During the extraction of deoxyribonucleic acid, or DNA, salt compounds such as sodium acetate and ammonium acetate are typically added to aid in the removal of DNA-associated proteins. Another type of salt compound called sodium chloride, or NaCl, helps in solidifying and making DNA visible. When mixed in an alcohol solution, the sodium component of NaCl provides a protective barrier around the negatively-charged DNA phosphate ends, enabling them to move closer to be extracted out of the solution.
DNA extraction is the process of obtaining pure DNA from a sample, either from living or non-living cells, such as those found in viruses. This technique is commonly used in the medical field, where early detection of diseases and disorders significantly increases the survival rates of afflicted individuals.

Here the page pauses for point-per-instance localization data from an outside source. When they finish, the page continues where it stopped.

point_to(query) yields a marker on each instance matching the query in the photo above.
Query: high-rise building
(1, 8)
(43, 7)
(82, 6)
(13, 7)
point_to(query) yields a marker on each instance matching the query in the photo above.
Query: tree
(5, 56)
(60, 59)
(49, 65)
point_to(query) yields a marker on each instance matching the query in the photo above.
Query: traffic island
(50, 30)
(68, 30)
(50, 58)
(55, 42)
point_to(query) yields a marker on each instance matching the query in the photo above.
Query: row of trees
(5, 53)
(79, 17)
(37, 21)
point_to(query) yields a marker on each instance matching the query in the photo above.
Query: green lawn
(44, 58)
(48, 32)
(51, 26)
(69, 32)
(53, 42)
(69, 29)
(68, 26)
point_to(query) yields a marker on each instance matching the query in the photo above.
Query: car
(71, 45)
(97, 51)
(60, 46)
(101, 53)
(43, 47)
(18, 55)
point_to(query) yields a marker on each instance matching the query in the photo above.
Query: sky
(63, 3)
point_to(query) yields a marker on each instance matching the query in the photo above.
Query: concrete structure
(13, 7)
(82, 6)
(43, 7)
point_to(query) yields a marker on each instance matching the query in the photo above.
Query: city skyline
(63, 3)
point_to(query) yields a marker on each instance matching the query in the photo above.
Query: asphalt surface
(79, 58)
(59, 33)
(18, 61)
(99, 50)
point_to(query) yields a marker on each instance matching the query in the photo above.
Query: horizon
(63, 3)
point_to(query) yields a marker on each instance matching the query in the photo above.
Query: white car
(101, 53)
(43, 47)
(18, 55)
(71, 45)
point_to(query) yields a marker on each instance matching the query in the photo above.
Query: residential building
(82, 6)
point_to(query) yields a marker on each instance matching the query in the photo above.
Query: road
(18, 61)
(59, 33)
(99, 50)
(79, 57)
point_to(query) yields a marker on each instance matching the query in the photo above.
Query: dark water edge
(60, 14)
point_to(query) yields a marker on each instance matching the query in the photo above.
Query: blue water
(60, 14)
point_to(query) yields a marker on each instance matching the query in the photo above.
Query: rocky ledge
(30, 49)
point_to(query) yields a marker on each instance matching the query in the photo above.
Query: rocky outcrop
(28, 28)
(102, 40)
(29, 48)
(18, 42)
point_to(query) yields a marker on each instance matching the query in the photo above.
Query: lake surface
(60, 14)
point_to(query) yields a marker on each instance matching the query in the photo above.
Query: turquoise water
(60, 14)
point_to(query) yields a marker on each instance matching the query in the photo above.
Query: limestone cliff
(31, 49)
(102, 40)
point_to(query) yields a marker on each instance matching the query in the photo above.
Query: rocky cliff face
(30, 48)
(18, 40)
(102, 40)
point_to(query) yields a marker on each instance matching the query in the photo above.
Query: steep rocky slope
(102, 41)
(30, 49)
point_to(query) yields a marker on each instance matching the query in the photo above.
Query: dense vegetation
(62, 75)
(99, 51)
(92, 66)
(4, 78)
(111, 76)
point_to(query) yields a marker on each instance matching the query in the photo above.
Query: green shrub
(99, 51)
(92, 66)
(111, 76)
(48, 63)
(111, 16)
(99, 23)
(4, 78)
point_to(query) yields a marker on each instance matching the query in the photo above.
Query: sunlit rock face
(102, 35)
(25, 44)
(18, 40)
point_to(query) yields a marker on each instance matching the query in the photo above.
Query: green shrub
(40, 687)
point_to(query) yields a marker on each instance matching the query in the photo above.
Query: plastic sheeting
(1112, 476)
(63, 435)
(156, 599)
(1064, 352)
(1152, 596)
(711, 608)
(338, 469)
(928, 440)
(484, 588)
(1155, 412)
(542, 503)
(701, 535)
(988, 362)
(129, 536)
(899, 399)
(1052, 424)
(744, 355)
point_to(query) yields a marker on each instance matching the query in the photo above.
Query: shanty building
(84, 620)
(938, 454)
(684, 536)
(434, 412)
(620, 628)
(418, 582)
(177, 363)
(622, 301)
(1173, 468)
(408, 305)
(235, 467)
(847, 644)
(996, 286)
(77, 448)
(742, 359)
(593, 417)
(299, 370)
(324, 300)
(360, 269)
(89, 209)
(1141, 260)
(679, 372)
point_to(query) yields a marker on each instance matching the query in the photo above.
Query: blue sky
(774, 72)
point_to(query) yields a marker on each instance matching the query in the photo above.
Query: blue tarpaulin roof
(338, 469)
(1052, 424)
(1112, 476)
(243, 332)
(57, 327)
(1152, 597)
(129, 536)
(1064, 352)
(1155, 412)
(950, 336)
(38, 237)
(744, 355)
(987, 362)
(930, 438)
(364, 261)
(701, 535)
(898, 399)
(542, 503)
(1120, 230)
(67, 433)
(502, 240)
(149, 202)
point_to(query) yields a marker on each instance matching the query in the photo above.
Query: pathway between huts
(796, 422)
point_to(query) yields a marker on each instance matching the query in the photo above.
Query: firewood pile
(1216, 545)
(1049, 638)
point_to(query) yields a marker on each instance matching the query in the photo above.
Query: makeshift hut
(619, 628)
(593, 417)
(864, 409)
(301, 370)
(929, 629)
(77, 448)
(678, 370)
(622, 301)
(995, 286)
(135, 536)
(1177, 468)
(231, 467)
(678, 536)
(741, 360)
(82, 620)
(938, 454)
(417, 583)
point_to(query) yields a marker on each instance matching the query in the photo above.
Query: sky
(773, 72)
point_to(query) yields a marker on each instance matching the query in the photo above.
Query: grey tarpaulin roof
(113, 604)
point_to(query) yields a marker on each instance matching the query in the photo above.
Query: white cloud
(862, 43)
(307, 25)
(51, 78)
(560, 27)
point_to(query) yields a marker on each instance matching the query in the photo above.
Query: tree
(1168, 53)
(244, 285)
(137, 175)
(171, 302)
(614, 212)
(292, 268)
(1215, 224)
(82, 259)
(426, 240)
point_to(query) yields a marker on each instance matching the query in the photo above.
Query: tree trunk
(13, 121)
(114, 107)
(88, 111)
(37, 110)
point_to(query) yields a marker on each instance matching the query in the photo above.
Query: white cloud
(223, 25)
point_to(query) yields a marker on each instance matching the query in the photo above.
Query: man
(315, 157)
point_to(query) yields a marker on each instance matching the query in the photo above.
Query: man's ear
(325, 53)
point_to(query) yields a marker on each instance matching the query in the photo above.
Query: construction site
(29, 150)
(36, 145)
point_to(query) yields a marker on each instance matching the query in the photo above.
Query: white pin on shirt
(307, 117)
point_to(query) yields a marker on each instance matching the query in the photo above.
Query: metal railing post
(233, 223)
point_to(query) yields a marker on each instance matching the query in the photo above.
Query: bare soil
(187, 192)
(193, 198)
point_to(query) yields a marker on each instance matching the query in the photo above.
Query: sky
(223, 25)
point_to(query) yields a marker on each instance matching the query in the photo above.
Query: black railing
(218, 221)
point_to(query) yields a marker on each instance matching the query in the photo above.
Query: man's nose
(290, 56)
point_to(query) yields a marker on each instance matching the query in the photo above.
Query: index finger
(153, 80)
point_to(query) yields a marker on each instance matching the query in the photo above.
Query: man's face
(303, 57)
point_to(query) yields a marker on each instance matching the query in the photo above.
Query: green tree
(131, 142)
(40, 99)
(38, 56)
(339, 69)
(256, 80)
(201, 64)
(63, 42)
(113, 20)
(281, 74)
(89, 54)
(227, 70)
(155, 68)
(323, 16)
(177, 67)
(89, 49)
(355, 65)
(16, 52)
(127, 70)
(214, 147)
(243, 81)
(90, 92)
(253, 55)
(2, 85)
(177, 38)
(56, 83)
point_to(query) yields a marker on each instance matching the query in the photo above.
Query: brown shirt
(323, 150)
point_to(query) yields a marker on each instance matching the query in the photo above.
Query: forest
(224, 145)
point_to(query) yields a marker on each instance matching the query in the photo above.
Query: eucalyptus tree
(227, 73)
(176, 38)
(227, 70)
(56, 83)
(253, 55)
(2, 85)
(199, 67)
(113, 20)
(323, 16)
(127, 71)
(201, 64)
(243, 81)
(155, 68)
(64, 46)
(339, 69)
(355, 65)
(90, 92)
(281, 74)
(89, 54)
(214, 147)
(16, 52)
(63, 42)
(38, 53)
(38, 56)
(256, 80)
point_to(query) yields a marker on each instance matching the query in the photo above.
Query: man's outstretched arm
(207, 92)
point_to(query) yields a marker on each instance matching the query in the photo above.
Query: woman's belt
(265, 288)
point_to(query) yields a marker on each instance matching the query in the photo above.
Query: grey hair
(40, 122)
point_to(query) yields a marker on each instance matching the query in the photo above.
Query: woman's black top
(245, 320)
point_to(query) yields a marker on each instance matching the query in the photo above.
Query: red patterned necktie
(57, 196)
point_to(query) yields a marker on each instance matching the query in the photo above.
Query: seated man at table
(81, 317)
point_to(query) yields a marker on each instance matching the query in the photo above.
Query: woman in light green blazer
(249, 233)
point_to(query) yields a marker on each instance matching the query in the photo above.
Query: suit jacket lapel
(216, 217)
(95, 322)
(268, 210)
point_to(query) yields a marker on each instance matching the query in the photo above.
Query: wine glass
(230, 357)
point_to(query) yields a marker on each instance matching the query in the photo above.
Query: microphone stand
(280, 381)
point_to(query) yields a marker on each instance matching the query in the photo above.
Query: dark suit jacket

The method initially requires the lysis of cells that contain the DNA to be extracted. The cells disintegrate by subjecting the sample to ultrasonic oscillations or by bead beating. The sample is added with salt, which is centrifuged in a solution of phenol-chloroform. The associated protein molecules are then drawn out. The DNA that is left after the removal of the proteins is mixed with an alcohol solution, typically cold isopropanol or ethanol. The solution is centrifuged, and DNA, which does not dissolve in alcohol, is precipitated and extracted. To increase DNA yield, the entire process must be performed in a cold environment.